The company will also be required to destroy the facial information and identity numbers it collected and to disclose any migration of this information to third parties to the affected users. The primary fine amount is the second largest for privacy violations in South Korea’s history; Facebook already holds the #1 slot with a fine for about $5.7 million in November 2020 for unauthorized transfer of personal data to third parties.

Smaller penalties for Google and Netflix

Netflix and Google faced smaller penalties for their privacy violations. Netflix was assessed about $188,000 for collecting personal information from about five million people without proper consent, and an additional $2,700 for failing to disclose international transfer of that data. Google will not pay any fines, but has been advised to tune up the language used in its legal notices for clarity and to make some changes to the way in which it processes personal data.

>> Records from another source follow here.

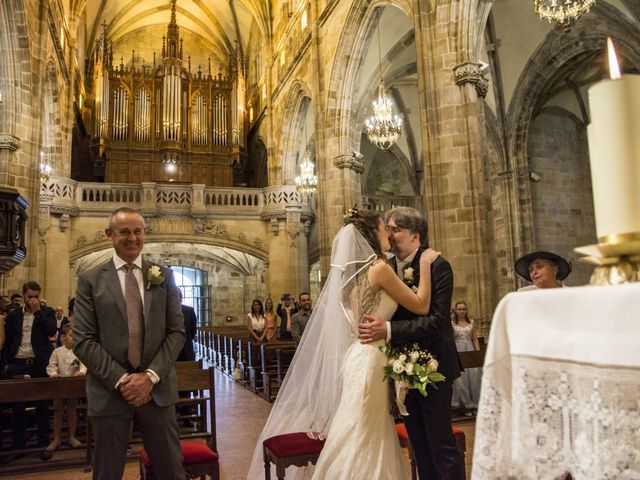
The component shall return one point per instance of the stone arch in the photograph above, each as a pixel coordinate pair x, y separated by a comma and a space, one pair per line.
297, 104
343, 84
257, 170
51, 122
87, 247
558, 53
15, 69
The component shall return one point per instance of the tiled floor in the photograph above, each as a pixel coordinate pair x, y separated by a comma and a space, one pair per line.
240, 417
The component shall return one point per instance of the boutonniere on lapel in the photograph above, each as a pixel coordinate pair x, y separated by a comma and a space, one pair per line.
409, 278
154, 276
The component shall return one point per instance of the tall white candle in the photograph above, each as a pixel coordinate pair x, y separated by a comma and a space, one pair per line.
614, 151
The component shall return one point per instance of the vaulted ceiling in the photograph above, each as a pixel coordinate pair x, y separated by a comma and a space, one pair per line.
210, 28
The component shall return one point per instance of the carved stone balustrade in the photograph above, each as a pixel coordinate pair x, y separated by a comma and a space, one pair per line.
65, 196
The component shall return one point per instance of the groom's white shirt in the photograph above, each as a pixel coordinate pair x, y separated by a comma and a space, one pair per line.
400, 266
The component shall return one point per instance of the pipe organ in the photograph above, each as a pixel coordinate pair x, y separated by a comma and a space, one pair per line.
148, 116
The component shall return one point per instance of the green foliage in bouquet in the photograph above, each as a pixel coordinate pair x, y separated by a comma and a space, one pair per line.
412, 366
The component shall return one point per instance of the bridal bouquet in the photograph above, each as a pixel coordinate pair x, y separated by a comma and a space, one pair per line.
410, 367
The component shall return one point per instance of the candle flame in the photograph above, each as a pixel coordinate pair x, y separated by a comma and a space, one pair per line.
614, 68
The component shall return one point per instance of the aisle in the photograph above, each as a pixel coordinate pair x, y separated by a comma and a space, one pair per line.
240, 416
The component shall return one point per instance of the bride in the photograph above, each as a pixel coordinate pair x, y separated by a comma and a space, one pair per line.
334, 388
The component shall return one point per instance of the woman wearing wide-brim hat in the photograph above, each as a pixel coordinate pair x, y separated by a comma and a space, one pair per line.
544, 269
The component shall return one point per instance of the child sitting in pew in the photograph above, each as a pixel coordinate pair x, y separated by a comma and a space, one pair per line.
64, 363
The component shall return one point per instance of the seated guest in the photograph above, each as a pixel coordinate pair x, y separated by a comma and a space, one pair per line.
4, 302
270, 319
256, 323
26, 353
16, 301
190, 326
300, 318
544, 269
64, 363
466, 388
61, 321
286, 309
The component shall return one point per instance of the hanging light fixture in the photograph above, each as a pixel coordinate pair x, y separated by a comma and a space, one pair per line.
307, 181
45, 168
383, 127
563, 12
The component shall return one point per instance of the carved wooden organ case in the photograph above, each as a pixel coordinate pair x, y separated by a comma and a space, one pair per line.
161, 123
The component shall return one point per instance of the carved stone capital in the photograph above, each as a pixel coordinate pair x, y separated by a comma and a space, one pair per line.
349, 161
472, 72
64, 222
9, 142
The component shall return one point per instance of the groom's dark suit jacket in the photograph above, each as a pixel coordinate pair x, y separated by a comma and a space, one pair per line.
432, 331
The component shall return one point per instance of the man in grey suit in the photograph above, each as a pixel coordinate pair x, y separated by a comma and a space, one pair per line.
128, 330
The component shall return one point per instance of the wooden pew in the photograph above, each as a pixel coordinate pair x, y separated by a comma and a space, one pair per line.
273, 365
254, 381
44, 389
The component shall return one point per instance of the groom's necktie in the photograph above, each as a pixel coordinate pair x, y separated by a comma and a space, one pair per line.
133, 301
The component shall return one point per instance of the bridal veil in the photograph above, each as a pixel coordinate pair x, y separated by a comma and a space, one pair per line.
311, 390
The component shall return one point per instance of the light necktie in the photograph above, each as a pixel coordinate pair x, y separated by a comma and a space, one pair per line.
288, 319
135, 313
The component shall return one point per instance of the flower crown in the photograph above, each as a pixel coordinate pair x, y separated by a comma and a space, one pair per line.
350, 215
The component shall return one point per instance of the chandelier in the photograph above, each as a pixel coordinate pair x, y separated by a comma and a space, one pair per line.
563, 12
45, 168
307, 181
383, 127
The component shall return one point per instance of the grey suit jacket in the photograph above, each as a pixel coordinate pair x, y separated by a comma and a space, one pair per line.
100, 334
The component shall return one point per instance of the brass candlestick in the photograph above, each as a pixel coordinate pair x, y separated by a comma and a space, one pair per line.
617, 259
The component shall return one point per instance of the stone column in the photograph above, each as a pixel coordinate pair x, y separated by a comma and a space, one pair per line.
54, 274
451, 103
340, 190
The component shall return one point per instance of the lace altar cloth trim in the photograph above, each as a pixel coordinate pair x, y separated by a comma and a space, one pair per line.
558, 418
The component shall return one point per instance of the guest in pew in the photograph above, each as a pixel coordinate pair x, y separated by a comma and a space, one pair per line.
270, 319
26, 355
64, 363
286, 309
16, 302
128, 331
256, 323
300, 319
4, 302
544, 269
466, 388
61, 321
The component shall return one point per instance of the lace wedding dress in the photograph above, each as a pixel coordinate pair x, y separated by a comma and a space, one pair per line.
362, 442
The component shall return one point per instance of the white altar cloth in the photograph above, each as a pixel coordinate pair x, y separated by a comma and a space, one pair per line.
561, 386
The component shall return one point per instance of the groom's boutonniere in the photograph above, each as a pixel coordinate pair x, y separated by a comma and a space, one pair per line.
154, 276
409, 278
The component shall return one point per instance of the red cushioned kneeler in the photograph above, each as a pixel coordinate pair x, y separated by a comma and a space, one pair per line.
198, 460
289, 449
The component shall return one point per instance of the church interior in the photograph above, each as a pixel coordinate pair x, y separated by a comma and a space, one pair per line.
243, 130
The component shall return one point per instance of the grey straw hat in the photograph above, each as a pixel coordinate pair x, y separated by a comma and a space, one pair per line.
522, 264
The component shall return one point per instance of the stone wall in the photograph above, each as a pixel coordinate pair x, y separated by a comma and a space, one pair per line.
563, 215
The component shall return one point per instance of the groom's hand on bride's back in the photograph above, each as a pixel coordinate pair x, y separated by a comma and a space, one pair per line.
371, 329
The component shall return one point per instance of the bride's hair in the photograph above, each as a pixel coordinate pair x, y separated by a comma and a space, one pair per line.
366, 222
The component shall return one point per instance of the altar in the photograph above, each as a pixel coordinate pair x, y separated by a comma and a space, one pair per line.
561, 386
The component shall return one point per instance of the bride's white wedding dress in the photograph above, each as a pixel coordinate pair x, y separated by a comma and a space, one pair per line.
362, 442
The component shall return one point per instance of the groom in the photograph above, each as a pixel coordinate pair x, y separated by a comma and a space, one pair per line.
429, 420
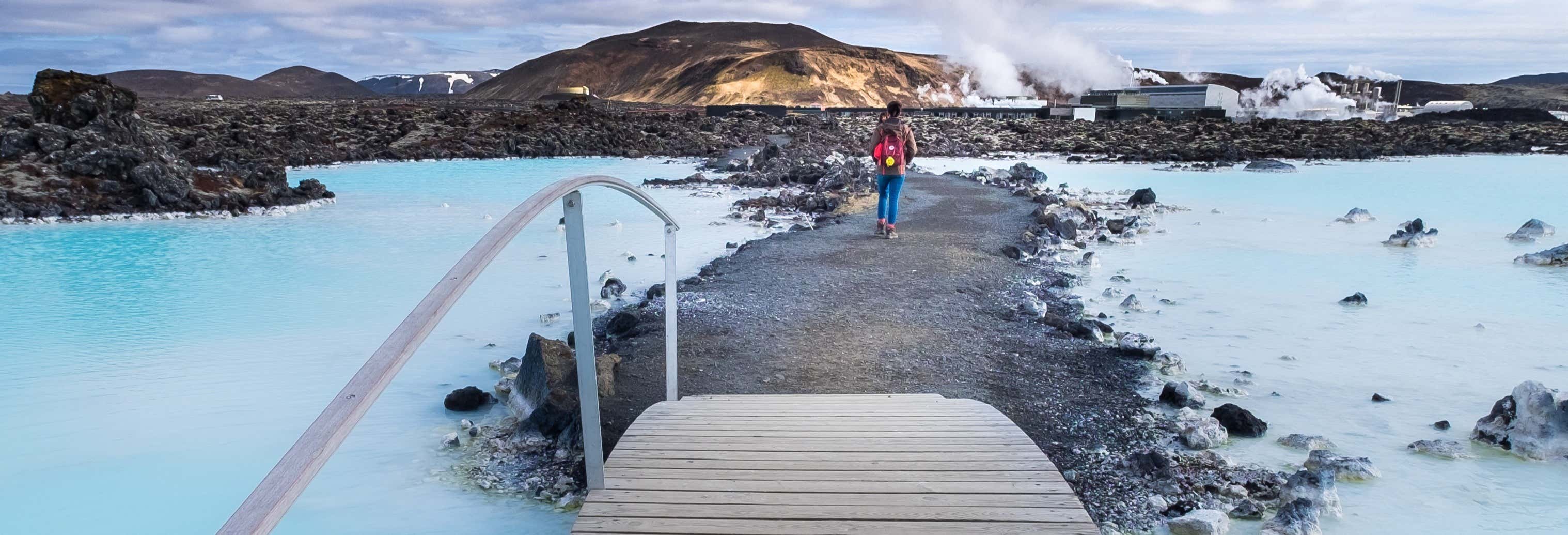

The PPIC also issued a statement saying that its investigations into privacy violations will continue, indicating that more fines may be forthcoming. The agency has been on something of a campaign of scrutinizing big tech platforms since 2020, having issued a small fine to Microsoft (over the leak of about 119,000 email addresses) in addition to the prior large fine to Facebook.

South Korea’s PIPA is a fusion of three prior personal information processing statutes, with the terms going into effect in August of last year. Regulators have been quick to make use of this new power, almost immediately ordering a broad range of probes with a focus on big tech platforms. The law is among the world’s strongest: it applies to all organizations that process personal information regardless of size or industry (and to both data processors and controllers), it has provisions for foreign companies that target residents of South Korea with advertising, it has comprehensive categories of sensitive personal data subject to strong protection from privacy violations, and it has strong minimization principles and consent requirements. Violators are also subject to up to five years of “imprisonment with labor” or maximum fines of up to 50 million won (about $43,248), and as the Facebook and Netflix cases show there can be multiple counts.

Numerous fines issued for privacy violations

The law provides for either incarceration or a fine for privacy violations, and thus far there have not been any executives carted off to jail. However, the PPIC has been very busy issuing fines. But though fines have been frequent thus far, they have also tended to be small. While the cumulative amount of about $12 million Facebook has been ordered to pay thus far is substantial, it’s also a drop in the bucket next to the company’s estimated $86 billion in annual revenue. Microsoft was only fined the equivalent of $14,700 for its privacy violations, though in that case only 144 of the email addresses that were leaked belonged to South Korean citizens (the company was also fined for taking 11 days to publish a notification in Korean, something that is supposed to be done within 24 hours under PIPA).

The early pattern of PIPA fines seems to indicate that company size and revenue is a strong consideration; for example, a small South Korean outfit called Ground X (a subsidiary of internet service provider Kakao was assessed a fine of only $5,400 specifically for its mismanagement of passwords. Though there has yet to be a criminal conviction for privacy violations under the current iteration of PIPA, the privacy officer of a tour company faced charges under the previous iteration for a 2017 data breach; an eight-month sentence was considered, but ultimately the courts chose to impose a fine of about $8,600 instead. It is generally expected that active fraud would have to be involved for a criminal conviction to be seriously considered.